Atlanta residents to get update on westside park honoring civil rights

Residents in Vine City, English Avenue and other West End Atlanta communities will get an update this weekend on a long promised park for the area.

Officials will unveil the latest plans for Rodney Cook Sr. Park, including a rendering of the 16-acre greenspace that will feature statues of civil rights leaders, including Julian Bond, Andrew Young and Hosea Williams.

The project, which has been in the planning stages since 2012, is designed to replace Mims Park, a gathering spot for the community until the 1950s when the land was used to build Bethune Elementary School.
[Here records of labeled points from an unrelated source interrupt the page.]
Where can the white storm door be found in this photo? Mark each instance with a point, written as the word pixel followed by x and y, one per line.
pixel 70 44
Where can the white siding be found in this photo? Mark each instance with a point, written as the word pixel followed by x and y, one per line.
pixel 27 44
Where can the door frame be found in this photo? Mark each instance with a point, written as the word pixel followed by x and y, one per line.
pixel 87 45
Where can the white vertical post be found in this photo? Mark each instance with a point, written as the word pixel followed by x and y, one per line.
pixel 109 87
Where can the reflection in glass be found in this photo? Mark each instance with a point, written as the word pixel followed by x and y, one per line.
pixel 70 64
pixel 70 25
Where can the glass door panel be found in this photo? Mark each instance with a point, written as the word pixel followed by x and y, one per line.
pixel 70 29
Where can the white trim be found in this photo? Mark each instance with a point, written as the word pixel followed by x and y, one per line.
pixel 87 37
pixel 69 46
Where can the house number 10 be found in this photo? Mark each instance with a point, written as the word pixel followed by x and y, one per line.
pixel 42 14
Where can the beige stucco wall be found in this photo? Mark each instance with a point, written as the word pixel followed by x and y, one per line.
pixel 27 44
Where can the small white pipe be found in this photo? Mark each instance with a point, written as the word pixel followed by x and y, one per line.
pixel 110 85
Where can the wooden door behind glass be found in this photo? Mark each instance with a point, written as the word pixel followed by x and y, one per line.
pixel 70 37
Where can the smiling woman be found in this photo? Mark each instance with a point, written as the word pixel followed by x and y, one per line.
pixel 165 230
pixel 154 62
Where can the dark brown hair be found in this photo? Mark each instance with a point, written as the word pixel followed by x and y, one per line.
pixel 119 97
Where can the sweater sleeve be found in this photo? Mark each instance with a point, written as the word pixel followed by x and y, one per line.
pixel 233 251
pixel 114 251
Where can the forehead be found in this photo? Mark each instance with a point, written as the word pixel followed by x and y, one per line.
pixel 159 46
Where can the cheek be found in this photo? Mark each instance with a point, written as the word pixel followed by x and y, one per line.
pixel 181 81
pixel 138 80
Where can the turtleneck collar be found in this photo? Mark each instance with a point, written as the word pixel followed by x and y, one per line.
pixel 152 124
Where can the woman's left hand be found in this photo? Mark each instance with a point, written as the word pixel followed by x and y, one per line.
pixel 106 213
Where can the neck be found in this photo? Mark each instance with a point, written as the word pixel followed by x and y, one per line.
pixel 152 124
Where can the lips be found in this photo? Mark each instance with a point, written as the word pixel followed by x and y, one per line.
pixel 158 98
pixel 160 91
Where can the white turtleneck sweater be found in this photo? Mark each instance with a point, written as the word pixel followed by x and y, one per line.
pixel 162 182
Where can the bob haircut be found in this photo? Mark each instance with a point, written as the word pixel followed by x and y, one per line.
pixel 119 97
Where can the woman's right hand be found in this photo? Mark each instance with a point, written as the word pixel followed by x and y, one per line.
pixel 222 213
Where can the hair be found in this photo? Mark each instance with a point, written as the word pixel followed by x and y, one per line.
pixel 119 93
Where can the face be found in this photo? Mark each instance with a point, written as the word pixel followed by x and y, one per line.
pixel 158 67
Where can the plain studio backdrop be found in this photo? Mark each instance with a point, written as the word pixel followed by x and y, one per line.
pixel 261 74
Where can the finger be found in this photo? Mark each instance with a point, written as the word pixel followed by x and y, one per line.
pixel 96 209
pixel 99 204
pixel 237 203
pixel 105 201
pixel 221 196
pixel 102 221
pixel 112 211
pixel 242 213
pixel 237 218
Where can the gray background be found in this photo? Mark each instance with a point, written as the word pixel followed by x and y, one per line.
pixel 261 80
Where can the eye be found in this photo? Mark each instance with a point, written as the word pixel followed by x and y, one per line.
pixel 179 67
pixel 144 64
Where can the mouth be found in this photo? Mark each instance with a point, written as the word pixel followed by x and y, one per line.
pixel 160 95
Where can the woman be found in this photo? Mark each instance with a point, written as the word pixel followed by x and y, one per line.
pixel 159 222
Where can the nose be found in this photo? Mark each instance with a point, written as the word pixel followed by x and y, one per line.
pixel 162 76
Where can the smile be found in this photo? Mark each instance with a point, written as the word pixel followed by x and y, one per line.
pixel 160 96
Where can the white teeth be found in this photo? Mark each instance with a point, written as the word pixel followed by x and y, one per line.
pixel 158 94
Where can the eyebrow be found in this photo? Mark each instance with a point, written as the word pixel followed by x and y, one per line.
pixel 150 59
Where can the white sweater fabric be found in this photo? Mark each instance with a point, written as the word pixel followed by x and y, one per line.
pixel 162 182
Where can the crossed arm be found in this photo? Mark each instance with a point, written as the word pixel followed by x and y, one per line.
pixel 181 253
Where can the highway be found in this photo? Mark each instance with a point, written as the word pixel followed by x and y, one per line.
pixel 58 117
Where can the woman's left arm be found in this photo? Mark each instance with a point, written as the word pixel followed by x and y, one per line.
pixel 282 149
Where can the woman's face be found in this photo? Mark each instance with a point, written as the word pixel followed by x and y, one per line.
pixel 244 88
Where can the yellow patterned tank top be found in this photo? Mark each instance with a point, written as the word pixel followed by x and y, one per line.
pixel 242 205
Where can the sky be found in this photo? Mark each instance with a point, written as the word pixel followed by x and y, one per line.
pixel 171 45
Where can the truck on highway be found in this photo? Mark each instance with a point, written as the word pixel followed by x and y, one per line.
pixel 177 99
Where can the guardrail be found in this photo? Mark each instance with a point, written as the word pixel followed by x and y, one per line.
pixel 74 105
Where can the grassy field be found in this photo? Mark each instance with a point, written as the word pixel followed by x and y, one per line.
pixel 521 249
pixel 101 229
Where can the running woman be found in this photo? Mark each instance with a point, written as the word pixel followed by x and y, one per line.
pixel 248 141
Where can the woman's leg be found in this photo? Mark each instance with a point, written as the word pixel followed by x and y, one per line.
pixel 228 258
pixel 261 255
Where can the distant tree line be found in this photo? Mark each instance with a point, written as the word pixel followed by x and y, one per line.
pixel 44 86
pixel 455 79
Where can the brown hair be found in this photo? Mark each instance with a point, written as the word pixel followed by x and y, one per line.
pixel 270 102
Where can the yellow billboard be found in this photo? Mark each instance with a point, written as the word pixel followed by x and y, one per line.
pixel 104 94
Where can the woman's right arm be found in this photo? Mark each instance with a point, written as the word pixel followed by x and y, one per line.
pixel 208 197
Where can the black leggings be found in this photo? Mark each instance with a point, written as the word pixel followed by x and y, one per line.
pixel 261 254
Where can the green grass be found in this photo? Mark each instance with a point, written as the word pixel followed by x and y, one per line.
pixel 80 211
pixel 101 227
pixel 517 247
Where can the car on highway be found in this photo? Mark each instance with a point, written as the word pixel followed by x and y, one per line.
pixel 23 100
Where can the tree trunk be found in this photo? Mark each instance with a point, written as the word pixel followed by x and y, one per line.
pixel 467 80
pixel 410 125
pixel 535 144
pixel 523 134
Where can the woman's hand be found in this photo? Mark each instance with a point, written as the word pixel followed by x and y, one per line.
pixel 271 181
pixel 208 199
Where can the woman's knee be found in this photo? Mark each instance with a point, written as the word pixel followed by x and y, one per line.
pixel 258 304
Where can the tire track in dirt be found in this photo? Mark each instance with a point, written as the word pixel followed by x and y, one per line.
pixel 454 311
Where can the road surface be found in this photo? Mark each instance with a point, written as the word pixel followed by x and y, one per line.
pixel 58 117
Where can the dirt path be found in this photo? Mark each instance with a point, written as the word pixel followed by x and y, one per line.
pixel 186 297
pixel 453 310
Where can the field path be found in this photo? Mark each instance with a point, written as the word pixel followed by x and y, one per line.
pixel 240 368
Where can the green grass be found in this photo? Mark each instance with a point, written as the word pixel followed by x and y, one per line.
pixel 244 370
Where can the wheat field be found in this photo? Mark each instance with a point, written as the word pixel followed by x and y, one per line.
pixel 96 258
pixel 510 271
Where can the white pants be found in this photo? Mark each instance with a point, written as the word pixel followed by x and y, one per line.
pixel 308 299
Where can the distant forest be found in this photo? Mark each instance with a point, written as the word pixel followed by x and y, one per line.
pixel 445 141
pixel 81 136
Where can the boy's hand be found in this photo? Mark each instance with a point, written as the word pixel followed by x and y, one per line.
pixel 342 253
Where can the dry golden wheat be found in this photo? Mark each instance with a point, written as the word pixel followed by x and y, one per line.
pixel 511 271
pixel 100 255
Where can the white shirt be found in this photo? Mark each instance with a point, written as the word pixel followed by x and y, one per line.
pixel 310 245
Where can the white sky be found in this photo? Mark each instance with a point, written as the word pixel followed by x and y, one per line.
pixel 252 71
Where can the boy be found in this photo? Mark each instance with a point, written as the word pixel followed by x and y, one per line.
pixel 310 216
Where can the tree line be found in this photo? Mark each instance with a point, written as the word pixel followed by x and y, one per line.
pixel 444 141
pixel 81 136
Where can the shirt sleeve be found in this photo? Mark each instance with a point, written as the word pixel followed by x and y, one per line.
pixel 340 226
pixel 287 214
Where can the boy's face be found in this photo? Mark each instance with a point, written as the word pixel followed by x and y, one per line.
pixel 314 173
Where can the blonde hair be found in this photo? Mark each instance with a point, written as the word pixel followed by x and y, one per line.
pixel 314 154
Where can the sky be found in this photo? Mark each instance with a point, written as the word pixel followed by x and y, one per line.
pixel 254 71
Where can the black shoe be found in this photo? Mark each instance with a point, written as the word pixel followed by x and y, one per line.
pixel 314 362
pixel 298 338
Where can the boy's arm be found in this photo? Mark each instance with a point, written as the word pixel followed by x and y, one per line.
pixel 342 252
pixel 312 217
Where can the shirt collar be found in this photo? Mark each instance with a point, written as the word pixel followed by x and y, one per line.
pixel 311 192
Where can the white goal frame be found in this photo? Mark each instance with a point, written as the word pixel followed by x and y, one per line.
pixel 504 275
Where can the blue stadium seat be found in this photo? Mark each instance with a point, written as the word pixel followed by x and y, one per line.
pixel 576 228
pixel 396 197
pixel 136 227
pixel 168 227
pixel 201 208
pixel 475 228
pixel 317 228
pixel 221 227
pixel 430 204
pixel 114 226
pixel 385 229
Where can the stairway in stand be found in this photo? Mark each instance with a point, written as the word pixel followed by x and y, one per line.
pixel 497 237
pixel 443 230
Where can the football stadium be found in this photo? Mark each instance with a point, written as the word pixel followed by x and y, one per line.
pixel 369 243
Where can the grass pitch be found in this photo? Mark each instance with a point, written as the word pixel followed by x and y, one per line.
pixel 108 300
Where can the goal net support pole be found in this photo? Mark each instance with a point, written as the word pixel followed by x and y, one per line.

Cook Park, which could cost as much as $50 million to construct, will require having infrastructure improvements. The area for the site, along Joseph E. Boone Boulevard, is prone to flooding and the city has said it would have to spend millions to build a stormwater retention pond to capture the water similar to the one at Historic Old Fourth Ward Park.

Cook’s son, Rodney Cook Jr., a leading advocate for the park, has pledged to raise more than $10 million for the statues through the National Monuments Foundation, an Atlanta-based group of which he is president.

The development of Cook Park has been controversial because originally the plan was to resurrect the Mims name for the greenspace.

Livingston Mims, the park’s namesake and a relative of the Cooks, was an Atlanta mayor. But the community objected because Mims also was a Confederate soldier. A planned statue for Mims also has been withdrawn.

The city late last year agreed to name the park for Cook Sr. as a compromise. Cook Sr. was a member of the Georgia Legislature and a civil rights advocate, voting in 1966 for Bond to be seated in the august body despite objections from his colleagues.

The 1 p.m.- 3 p.m. Saturday gathering will be at Higher Ground Empowerment Center, 561 Spencer Street, Atlanta, 30314.